Autor monografii zauważa, że początkiem nowego okresu w postrzeganiu Pragi przez obóz sanacji było dojście Hitlera do władzy w styczniu 1933 r. „Okazało się, że cele dyplomacji polskiej i czechosłowackiej są nie do pogodzenia” – pisze autor. W jego opinii dążenie Warszawy do zawarcia paktu o nieagresji z Niemcami Czechosłowacja traktowała jako potencjalne zagrożenie. „W Pradze dominował pogląd, rozpowszechniany dodatkowo w europejskich stolicach kanałami dyplomatycznymi, że między Warszawą a Berlinem istnieje tajne porozumienie” – dodaje dr Pilarski. Pomiędzy oboma stolicami panowało całkowite niezrozumienie. „Porozumienie z III Rzeszą było zgodne z założeniami polityki Piłsudskiego, aby zachować równowagę w kontaktach z Niemcami i Związkiem Sowieckim”, podczas gdy „prasa czechosłowacka uznała, że deklaracja o niestosowaniu przemocy oznacza, że Polska odchodzi od zasady niewiązania się z żadnym blokiem politycznym”. W późniejszym okresie podobnie reagowała polska dyplomacja, gdy Praga dążyła do zacieśnienia współpracy wojskowej z Moskwą. Atmosferę tę podgrzewały w 1938 r. polskie gazety, które pisały o budowie sowieckich lotnisk na Słowacji.

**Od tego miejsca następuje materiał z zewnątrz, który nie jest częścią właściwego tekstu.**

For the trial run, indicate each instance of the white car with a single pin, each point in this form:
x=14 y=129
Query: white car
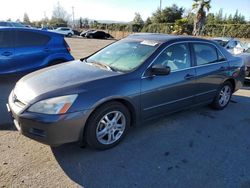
x=66 y=31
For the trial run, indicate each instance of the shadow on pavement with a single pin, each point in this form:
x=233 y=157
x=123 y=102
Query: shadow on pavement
x=186 y=149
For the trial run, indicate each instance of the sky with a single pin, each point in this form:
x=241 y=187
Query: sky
x=116 y=10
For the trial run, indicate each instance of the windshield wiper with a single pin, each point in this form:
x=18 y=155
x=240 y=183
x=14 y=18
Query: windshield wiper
x=102 y=65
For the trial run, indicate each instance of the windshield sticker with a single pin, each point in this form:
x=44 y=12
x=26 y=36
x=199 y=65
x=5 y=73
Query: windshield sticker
x=149 y=43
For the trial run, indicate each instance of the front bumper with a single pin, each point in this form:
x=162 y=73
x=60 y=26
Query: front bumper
x=52 y=130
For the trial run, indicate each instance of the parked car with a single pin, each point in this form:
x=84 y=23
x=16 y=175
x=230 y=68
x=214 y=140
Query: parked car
x=10 y=24
x=98 y=35
x=144 y=76
x=66 y=31
x=23 y=50
x=76 y=32
x=234 y=46
x=83 y=34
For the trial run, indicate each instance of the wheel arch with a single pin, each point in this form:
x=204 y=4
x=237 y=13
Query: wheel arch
x=232 y=81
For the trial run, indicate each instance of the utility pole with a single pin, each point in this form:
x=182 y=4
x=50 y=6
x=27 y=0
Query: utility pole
x=73 y=17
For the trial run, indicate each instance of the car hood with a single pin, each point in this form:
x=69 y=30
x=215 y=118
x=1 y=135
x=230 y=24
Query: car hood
x=58 y=77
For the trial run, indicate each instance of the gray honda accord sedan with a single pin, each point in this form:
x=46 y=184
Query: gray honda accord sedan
x=96 y=99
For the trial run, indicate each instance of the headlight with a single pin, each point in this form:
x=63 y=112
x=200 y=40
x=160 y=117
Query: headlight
x=57 y=105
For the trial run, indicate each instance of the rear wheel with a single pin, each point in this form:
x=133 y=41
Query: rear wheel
x=107 y=126
x=223 y=96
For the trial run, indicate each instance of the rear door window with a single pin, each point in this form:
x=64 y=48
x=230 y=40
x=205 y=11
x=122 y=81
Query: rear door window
x=28 y=39
x=6 y=39
x=205 y=54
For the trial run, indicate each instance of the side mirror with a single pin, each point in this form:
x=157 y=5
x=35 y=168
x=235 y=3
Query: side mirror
x=160 y=70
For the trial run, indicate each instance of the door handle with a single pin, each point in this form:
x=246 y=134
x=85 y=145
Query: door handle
x=7 y=54
x=189 y=76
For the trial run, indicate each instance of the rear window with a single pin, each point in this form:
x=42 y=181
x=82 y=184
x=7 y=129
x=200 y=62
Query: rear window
x=6 y=39
x=205 y=54
x=27 y=38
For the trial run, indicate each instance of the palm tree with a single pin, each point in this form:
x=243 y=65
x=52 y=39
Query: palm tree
x=200 y=6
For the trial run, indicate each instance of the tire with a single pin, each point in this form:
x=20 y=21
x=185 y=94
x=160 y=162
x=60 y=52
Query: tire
x=223 y=96
x=102 y=122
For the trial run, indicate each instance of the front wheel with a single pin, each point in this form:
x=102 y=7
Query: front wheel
x=69 y=35
x=223 y=96
x=107 y=126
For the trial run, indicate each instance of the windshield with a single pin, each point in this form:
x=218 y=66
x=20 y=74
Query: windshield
x=124 y=55
x=222 y=42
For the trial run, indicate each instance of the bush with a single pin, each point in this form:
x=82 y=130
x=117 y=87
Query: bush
x=229 y=30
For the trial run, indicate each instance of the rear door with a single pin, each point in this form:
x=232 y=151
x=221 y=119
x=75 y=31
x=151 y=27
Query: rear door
x=163 y=94
x=211 y=69
x=6 y=51
x=31 y=50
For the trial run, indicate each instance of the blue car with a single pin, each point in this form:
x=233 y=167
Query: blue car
x=23 y=50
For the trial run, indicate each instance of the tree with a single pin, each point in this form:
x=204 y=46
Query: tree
x=219 y=17
x=81 y=22
x=167 y=15
x=137 y=22
x=26 y=19
x=60 y=13
x=200 y=6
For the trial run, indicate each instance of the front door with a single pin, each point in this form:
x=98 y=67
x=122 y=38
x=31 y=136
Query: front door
x=163 y=94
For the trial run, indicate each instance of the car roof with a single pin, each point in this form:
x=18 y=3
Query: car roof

Okres zapoczątkowany podpisaniem porozumienia z Niemcami to również początek nowych bardzo ostrych kampanii propagandowych prowadzonych po obu stronach granicy. „Pisma piłsudczykowskie drobiazgowo informowały o zmniejszaniu liczby polskich szkół ludowych i wydziałowych, co skutkowało ograniczeniem nauczania uczęszczających tam dzieci w języku polskim” – pisano w Warszawie. W tym samym czasie rozważano zachowanie Polski w wypadku wojny czechosłowacko-niemieckiej, lub jak określił w swoim pamiętniku Józef Beck „kapitulacji lub rozkładu państwa czechosłowackiego”.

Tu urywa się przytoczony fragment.